Saga: A New Age of Comics

If you’re like most people, when you think of comic books, you think of super heroes. Heroes like Superman, Batman, and the X-men brought comics into the limelight of popular culture, but a new type of comic is changing the way stories are told in comic books, as well as bringing in an older readership. I like to call these “dramics,” or dramatic comics. Though this type of storytelling started in the 80’s with works such as Alan Moore’s V for Vendetta or From Hell, it is reaching a fever pitch of popularity thanks to publishing companies like Image Comics.

One of Image’s most popular new dramatic series’ is Saga, a space opera/fantasy comic with elements from Star Wars, Lord of the Rings, and Romeo and Juliet thrown in for good measure. The story surrounds lovers Alana and Marko, whose people are on opposite sides of a brutal war spanning the galaxy. Alana is from Landfall, a planet that is home to a technologically advanced race of winged humanoids. Marko is from Landfall’s moon, Wreath, whose horn-headed populace may not be as tech savvy as those from Landfall, but make up for it in the practice of powerful magic. Alana and Marko meet on the Landfall Coalition’s prison planet Cleave, where Marko is a prisoner of war, and Alana one of the prison guards. They soon realize that, despite the rhetoric of their respective governments, their similarities vastly outweigh their differences. When Marko is scheduled to be transferred to Blacksite, a prison no one ever comes back from, Alana helps Marko escape, ensuring her own status as a criminal with the Landfall Coalition.  
After months running from Landfall authorities on Cleave, Alana gives birth to Marko’s daughter, whom they name Hazel. Their purpose now becomes clear: get off of the planet Cleave and find somewhere far away from the war where they can settle down and raise their daughter in peace. This is easier said, however, than done. With both the Landfall and Wreath governments seeing Hazel as an abomination, Alana and Marko are relentlessly hunted across the galaxy.

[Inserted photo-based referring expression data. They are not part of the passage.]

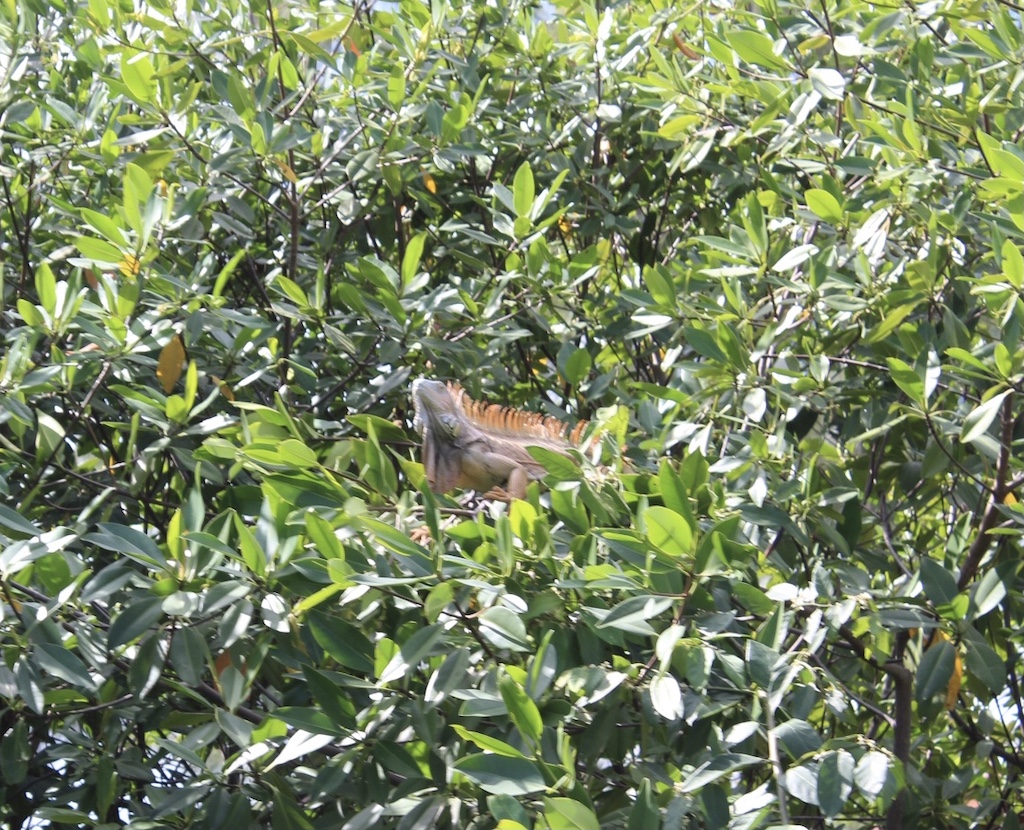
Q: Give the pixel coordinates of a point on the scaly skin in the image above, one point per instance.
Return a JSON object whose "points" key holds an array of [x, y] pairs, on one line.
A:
{"points": [[471, 445]]}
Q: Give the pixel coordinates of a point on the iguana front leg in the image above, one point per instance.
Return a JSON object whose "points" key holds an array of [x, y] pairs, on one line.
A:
{"points": [[483, 468]]}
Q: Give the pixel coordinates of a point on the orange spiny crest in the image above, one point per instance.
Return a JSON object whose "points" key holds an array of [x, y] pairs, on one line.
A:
{"points": [[515, 423]]}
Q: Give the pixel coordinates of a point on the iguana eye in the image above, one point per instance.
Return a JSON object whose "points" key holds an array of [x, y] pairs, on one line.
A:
{"points": [[452, 425]]}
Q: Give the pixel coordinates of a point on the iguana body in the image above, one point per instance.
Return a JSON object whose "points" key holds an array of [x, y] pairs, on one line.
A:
{"points": [[480, 446]]}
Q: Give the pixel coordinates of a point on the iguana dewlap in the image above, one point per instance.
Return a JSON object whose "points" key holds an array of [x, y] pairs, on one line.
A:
{"points": [[481, 446]]}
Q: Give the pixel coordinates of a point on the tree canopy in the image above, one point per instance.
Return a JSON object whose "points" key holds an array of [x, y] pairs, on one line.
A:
{"points": [[773, 249]]}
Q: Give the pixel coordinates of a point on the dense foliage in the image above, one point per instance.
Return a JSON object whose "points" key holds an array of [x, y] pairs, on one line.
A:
{"points": [[774, 249]]}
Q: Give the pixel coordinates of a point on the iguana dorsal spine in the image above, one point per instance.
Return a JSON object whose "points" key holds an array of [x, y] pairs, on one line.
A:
{"points": [[479, 445]]}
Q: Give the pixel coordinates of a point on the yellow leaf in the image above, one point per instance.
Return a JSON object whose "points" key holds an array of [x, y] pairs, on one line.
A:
{"points": [[130, 265], [686, 50], [952, 691], [169, 364], [289, 173], [225, 390]]}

With science fiction and fantasy elements, as well as a dramatic story of two star-crossed lovers and the bounty hunters paid to kill them, Saga breaks the mold in comic book storytelling. Brian K. Vaughan’s brilliant writing has been evident since Y: The Last Man, but he outdoes himself this time with a story that is both epic and personal at the same time (as well as occasionally humorous). Though the artwork is all digitally-made, Fiona Staples somehow makes each frame look like a painting, the browns and grays emphasizing Alana and Marko’s desperate situation. 

The graphic novel Saga: Volume 1 collects the first six issues of this fantastic comic in paperback book form, and is recommended for adults who love fantasy and/or science fiction.